AWS Step-by-Step

Hands-On with Polly, Amazon's AI-Based Speech Synthesizer

Despite some shortcomings, Amazon Polly is much more than a cloud-based reworking of Apple's 30-year-old S.A.M. program. (But don't count on it to read algebra equations just yet.)

One of the biggest trends in the world of IT right now is artificial intelligence (AI).

Amazon Web Services (AWS) has introduced numerous offerings into the AI space, but one of the more interesting Amazon AI services for non-developers is Polly, which was released last November at the 2016 AWS re:Invent conference.

Simply put, Polly is a text-to-speech engine. When viewed through the GUI, Polly really doesn't look all that impressive or sophisticated.
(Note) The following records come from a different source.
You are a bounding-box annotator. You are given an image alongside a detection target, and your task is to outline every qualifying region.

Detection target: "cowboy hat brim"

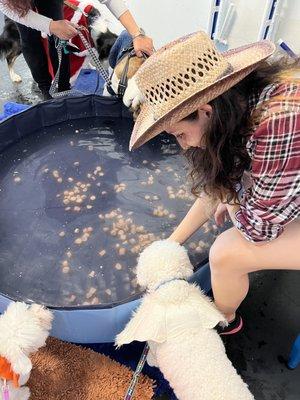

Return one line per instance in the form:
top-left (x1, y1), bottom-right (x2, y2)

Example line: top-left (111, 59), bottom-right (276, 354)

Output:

The GUI includes a text box where you can enter a text string, and a button that you can click to listen to your computer speak the string that you entered. You can see what this looks like in Figure 1.

[Click on image for larger view.] Figure 1: This is the GUI interface for Amazon Polly.

I have to admit that when I saw the Polly interface for the first time, my mind instantly flashed to the 1980s. Back then, a friend had a program on his Apple II called S.A.M. that would do something almost identical. You could enter a text string and the computer would speak whatever had been typed.

At first, my friends and I were amazed by the robotic-sounding speech coming from the computer, but eventually our awe devolved into trying to come up with creative ways of trying to trick the computer into swearing (it wasn't that hard to do).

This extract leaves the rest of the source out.